In her book, “Eat, Pray, Love”, Elizabeth Gilbert is spending several months living on the Indonesian island of Bali, as a part of a year-long experience of self-discovery. As she’s beginning her time amongst the Balinese, she realizes that there are 2 questions that are always asked when someone of the Balinese culture meets someone else:
“Where are you going?” and “Where are you coming from?”
Asking these questions, Gilbert says, helps the Balinese people to locate you, to see where you stand on their grid of comfort and security. The worst thing you can do, she says, is to answer either of those questions, “I don’t know”, because of the disorienting distress that answer might bring on.
Though we in our culture are much more likely to comfortably say that we have no idea where we are coming from and where we’re going, we also ask those questions of one another. But maybe our questions are more along the lines of, “What are your future plans?” and “What kind of dysfunctional family did you come from?”
Alright, I guess we don’t really say the second one out loud… but it’s become important for many of us to look back into our family histories to learn more about ourselves and what makes us tick. Unquestionably, it’s been a gift to many searching souls to ask, “Where did I come from?” in order to answer the real biggie, “And where am I going?”
But we know so well… every gift has its backside. Or every good idea can be taken too far. And some end up so stymied by what they find in the past that they can’t find their way to the future. Or even to the present.

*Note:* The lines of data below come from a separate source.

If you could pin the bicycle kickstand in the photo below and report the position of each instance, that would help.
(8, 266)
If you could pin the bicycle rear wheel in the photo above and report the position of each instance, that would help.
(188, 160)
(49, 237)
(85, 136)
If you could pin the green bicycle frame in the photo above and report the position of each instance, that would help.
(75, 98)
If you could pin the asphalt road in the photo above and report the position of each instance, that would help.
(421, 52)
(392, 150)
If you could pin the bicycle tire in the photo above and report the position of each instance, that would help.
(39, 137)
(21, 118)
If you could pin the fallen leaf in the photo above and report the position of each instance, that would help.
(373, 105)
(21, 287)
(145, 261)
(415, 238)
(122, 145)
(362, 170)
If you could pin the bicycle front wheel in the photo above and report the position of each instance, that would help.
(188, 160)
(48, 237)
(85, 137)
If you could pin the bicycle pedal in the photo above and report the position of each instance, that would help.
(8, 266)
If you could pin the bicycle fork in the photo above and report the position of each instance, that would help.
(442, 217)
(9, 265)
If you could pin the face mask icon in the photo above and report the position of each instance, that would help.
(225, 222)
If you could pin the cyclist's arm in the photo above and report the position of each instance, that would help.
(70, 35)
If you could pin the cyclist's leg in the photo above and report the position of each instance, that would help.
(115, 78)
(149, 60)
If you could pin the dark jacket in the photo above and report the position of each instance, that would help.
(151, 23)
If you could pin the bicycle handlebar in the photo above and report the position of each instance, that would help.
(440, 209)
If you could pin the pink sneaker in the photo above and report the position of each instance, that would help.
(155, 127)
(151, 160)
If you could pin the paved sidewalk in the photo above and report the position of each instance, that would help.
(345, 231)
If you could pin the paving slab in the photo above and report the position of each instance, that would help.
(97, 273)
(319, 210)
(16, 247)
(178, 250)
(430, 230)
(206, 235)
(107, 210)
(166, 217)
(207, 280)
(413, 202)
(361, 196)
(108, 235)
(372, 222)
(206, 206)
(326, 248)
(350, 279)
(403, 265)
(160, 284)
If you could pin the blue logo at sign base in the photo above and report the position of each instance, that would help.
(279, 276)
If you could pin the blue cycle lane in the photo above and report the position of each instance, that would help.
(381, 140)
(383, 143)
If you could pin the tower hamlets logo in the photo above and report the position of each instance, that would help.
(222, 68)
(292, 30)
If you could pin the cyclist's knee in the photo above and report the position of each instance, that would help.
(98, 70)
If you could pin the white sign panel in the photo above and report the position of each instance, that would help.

Today’s Bible passage (click on the title to find the link) about God’s ancient press secretary, wildman Ezekiel, shows us that this reality is nothing new. When God’s people of old were taken from their beloved hometowns to the land of hated superpower Babylon, it was understood that the reason their country was defeated is that people screwed up and everyone was living the consequences of those mistakes. As the next generation was growing up, they felt trapped in the web of their parents’ sins. Our parents ate the bad apples, and we get a stomach ache. IT’S NOT FAIR!
Ezekiel’s got some hard words for the people. But in the end, they’re good news words. Yes, your parents made a bad investment and lost the farm. But you’ve also made some stupid mistakes. Look at your own behavior for a change. That may hurt like hell, but at least you can make some choices, if you dare to look honestly at your life. You can choose to turn toward God. Sulking is not your only choice.
The God you turn toward isn’t looking back. This God’s looking at you right now, for who you are in this minute, not for who you were or who you will be. And this God wants to give you life.
It’s plenty hard to take responsibility for your actions and make big changes. Downright impossible to keep it up. We can’t do it alone. We need God to love us into each new day. We need God’s people to hold us up and keep us strong.
Like Elizabeth Gilbert said of the Balinese, we need a grid to stand on, a community to help locate us. But most of all we need a God who takes us seriously in the moment, forgiving us, graciously turning us around, again and again and again.